Proxmox storage remediation — proposal¶
Status: Partially executed (owner decisions 2026-06-24)
Date: 2026-06-24
Host: prox (192.168.6.71) — ASUS PN64, 1 TB NVMe
Context: Post–Wave A/B decommission; backup target migrated to Whrrr volume6
This document consolidates the live storage audit, resolved items, open risks, and recommended decision paths. It is the action proposal companion to the frozen point-in-time audit in prox-storage-2026-06-24.md.
Related:
- Compute disposition review — keep / consolidate / retire matrix
- Proxmox consolidation — end-state guest target
- Synology capacity ntfy — Whrrr volume alerts
- Compute decommission queue — vzdump + destroy order
Executive summary¶
Prox is not in hypervisor-level crisis after recent backup work, but two production-adjacent workloads sit on different failure modes:
| Workload | Primary risk | Root cause |
|---|---|---|
| nfs-monitoring (114) | Imminent — guest disk ~full | 98.7% thin LV, 91% in-guest, 53 GB Docker (ES stack) |
| saltierpoop (100) | Operational — media I/O | Local disk 81% (OK for now); Prawns/Movems NFS at 100% |
Three storage layers must be managed independently:
pve-root— OS, ISOs, local scratch (improved; ISO prune still available)local-lvmthin pool — guest disks (~270 GB thin free; unevenly consumed)- Whrrr NFS — Prawns/synorpn nearly full; infra-backups on volume6 healthy
Recommendation in one line: ~~Gut or shrink 114~~ 114 retired 2026-06-24; manage guest disks only (Whrrr NFS pool layout is fixed for now); keep infra-backups as vzdump target; saltierpoop alert relief via periodic log hygiene.

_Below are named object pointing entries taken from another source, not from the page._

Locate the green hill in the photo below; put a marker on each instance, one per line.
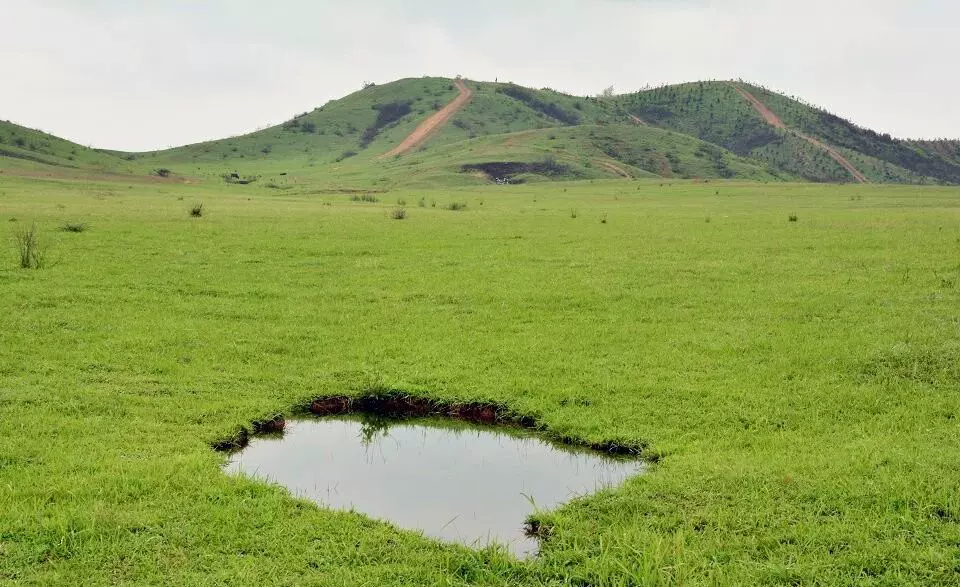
(27, 148)
(507, 132)
(718, 113)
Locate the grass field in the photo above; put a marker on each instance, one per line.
(799, 380)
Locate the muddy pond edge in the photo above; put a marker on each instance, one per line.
(396, 404)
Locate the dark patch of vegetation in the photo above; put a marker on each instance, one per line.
(73, 227)
(235, 178)
(550, 109)
(387, 114)
(34, 158)
(508, 170)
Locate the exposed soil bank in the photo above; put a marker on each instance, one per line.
(399, 405)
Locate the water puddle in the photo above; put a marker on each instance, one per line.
(455, 481)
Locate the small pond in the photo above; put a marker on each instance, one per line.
(455, 481)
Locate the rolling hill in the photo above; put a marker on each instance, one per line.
(423, 130)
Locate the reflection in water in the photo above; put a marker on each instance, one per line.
(457, 482)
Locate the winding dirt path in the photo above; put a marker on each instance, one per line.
(614, 168)
(433, 123)
(774, 120)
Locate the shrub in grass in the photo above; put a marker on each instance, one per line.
(73, 227)
(32, 253)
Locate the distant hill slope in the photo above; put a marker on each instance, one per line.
(718, 113)
(695, 130)
(21, 144)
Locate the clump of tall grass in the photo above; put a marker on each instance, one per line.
(31, 251)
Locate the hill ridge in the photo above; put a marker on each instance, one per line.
(767, 135)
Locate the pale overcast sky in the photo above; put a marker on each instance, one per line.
(147, 74)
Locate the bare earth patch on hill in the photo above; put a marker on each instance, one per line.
(773, 120)
(431, 125)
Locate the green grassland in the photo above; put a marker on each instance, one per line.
(798, 380)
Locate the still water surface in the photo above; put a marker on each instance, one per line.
(474, 485)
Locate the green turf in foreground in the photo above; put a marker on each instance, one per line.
(800, 378)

Owner decisions (2026-06-24)¶
| Topic | Decision |
|---|---|
| Whrrr NFS / Prawns cleanup | Out of scope — pool layout prevents changes; only VM/LXC actions |
| nfs-monitoring (114) | Backup + destroy — executed 2026-06-24 |
| saltierpoop (100) | Keep on prox — marginal in-guest cleanup for disk alert relief |
Executed (2026-06-24)¶
| Action | Result |
|---|---|
| LXC 114 manual backup | infra-backups/dump/manual-lxc-114-rootfs-2026_06_24.tar.zst (~53 GB) + lxc-114-pct.conf |
| LXC 114 destroy | VMID 114 removed; ~110 GB thin pool freed |
| Prometheus | Removed nfs-monitoring-* scrape jobs from prometheus.yml |
| saltierpoop hygiene | journalctl --vacuum-size=500M (~3.4 GB), /tmp clear, syslog.1 truncate → 78% used / ~22% free on / |
saltierpoop ongoing hygiene (recommended)¶
Disk alerts fire when root filesystem free space drops below 20%
(monitoring/prometheus/alerts/node.yml). Saltierpoop flapped at ~19% free before cleanup.

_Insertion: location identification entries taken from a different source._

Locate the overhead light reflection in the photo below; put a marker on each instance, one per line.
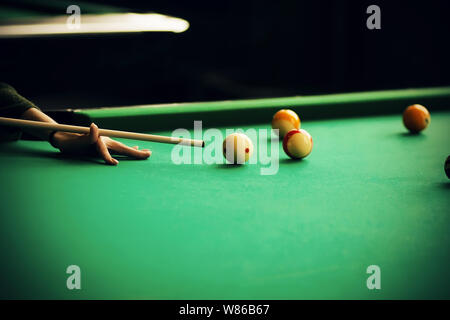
(96, 24)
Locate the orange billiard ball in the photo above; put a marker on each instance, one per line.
(285, 120)
(416, 118)
(447, 167)
(297, 143)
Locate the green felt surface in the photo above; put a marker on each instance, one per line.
(254, 111)
(368, 194)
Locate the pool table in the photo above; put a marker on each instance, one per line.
(370, 193)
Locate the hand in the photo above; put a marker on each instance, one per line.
(92, 143)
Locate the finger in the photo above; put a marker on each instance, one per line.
(122, 149)
(104, 153)
(93, 133)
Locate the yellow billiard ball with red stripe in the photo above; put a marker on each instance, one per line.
(416, 118)
(297, 143)
(285, 120)
(237, 148)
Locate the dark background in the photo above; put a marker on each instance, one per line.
(237, 49)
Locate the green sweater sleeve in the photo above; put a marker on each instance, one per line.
(12, 105)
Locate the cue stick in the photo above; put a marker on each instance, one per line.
(102, 132)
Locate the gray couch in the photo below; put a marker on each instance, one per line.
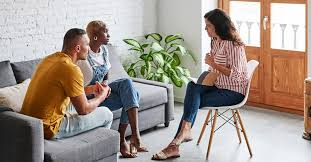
(21, 137)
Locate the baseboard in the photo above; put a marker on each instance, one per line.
(280, 109)
(179, 99)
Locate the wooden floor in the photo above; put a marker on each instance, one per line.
(273, 137)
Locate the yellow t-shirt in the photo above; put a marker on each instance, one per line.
(55, 80)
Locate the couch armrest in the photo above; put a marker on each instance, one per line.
(169, 108)
(21, 138)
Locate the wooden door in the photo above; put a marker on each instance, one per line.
(275, 34)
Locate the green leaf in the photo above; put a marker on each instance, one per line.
(132, 42)
(156, 46)
(176, 61)
(142, 70)
(165, 79)
(179, 70)
(176, 80)
(148, 66)
(181, 49)
(144, 45)
(144, 57)
(150, 58)
(150, 76)
(184, 79)
(131, 72)
(167, 67)
(136, 49)
(166, 56)
(160, 71)
(132, 66)
(158, 59)
(171, 38)
(155, 36)
(186, 72)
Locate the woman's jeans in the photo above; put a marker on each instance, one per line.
(123, 95)
(198, 96)
(73, 123)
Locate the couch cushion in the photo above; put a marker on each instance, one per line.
(13, 96)
(150, 96)
(117, 71)
(23, 70)
(89, 146)
(6, 74)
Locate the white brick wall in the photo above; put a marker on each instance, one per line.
(35, 28)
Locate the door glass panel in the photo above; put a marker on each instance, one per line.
(246, 18)
(288, 27)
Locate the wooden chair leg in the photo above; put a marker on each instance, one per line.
(236, 125)
(212, 134)
(244, 133)
(204, 126)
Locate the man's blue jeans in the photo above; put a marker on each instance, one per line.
(123, 95)
(73, 123)
(198, 96)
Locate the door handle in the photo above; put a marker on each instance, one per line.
(265, 21)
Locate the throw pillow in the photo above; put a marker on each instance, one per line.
(13, 97)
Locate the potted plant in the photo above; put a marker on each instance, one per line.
(159, 59)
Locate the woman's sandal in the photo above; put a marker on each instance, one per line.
(164, 156)
(187, 140)
(127, 154)
(136, 147)
(306, 136)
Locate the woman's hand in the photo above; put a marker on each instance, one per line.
(209, 60)
(210, 79)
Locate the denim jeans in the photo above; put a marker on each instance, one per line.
(123, 95)
(73, 123)
(198, 96)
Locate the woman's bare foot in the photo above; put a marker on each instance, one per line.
(125, 150)
(171, 151)
(136, 145)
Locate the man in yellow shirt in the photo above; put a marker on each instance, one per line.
(57, 81)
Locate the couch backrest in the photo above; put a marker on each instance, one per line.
(17, 72)
(6, 74)
(117, 71)
(23, 70)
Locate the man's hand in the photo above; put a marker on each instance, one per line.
(101, 91)
(209, 60)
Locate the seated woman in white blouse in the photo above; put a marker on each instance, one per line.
(226, 81)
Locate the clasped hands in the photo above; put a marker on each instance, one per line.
(101, 89)
(211, 76)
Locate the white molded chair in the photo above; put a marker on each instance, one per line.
(251, 67)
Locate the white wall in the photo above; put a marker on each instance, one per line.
(309, 39)
(186, 17)
(207, 5)
(35, 28)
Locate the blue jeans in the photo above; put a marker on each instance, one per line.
(123, 95)
(73, 123)
(198, 96)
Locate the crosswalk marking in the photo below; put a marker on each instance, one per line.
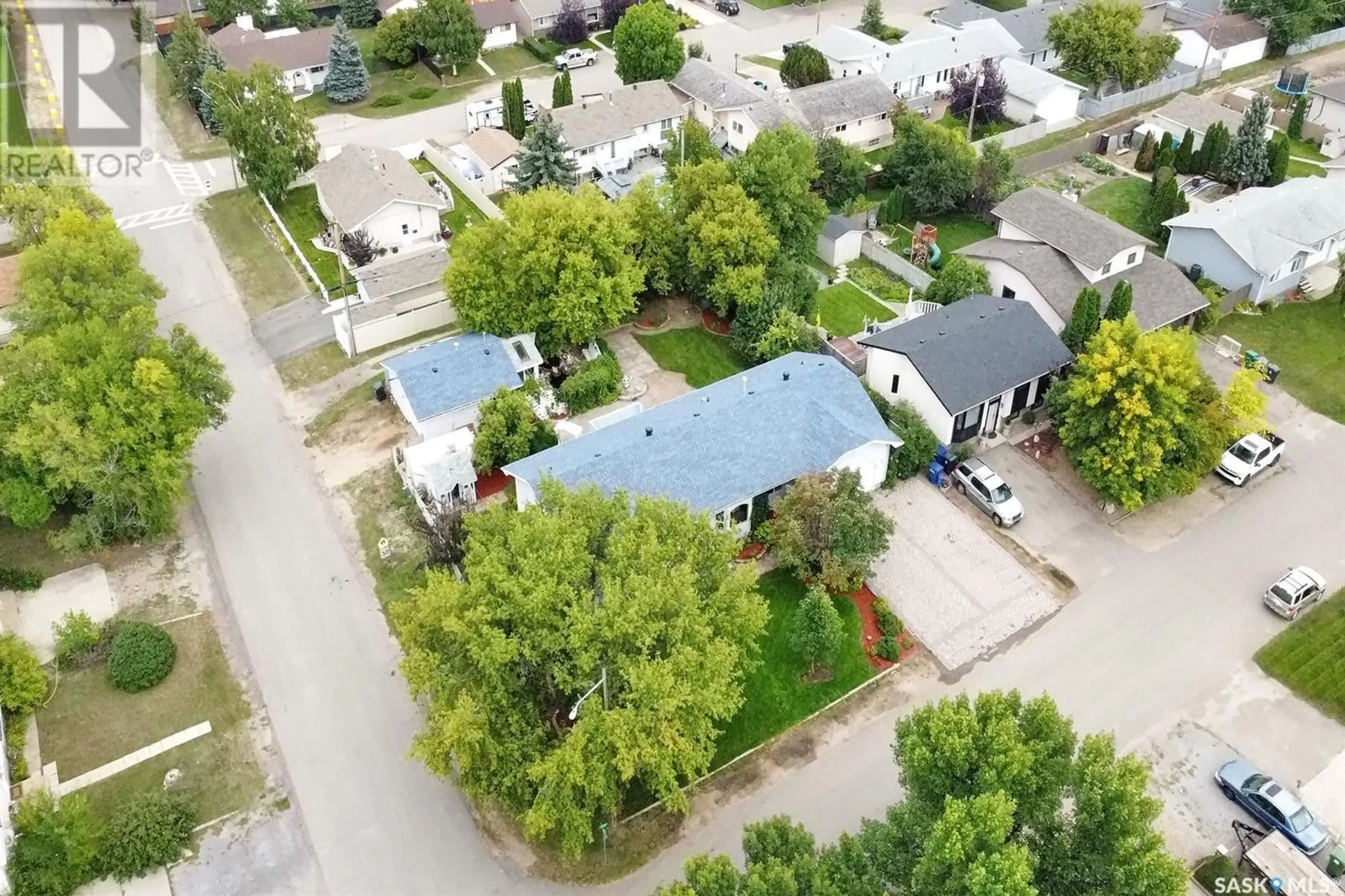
(158, 219)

Safe periodic maintenance (no Docker prune without review):
# On saltierpoop (guest agent or SSH)
sudo journalctl --vacuum-size=500M
sudo find /tmp -mindepth 1 -mtime +7 -delete
sudo logrotate -f /etc/logrotate.d/rsyslog # if syslog grows again
Consider DSM/Ansible cron for journal vacuum monthly if alerts return.
vzdump + NFS note¶
Large LXC vzdump to infra-backups failed: PVE lxc-usernsexec cannot create .tmp
dirs on NFS with current Synology squash (Map root to admin only). Workarounds:
- DSM NFS rule → Map all users to admin (fixes native
vzdump), or - Manual mount +
tar | zstdto NFS (used for 114), or tmpdiron storage pointing to local scratch (only if archive fits ~27 GB free on root)
Resolved (2026-06-24)¶
No owner decision required — already done.
| Item | Outcome |
|---|---|
Broken CIFS vm-backups on Prawns |
Removed from PVE |
| New backup target | NFS infra-backups → 192.168.6.215:/volume6/infra-backups (2 TB quota) |
| Retention | keep-last=3 on infra-backups |
Legacy Wave A vzdump on prox local |
Relocated to infra-backups/dump/ (~3.1 GB total) |
| Validation | Test vzdump 120 succeeded |
Future vzdump:
Raise the 2 TB DSM quota on infra-backups before scheduling full-VM dumps (e.g. saltierpoop).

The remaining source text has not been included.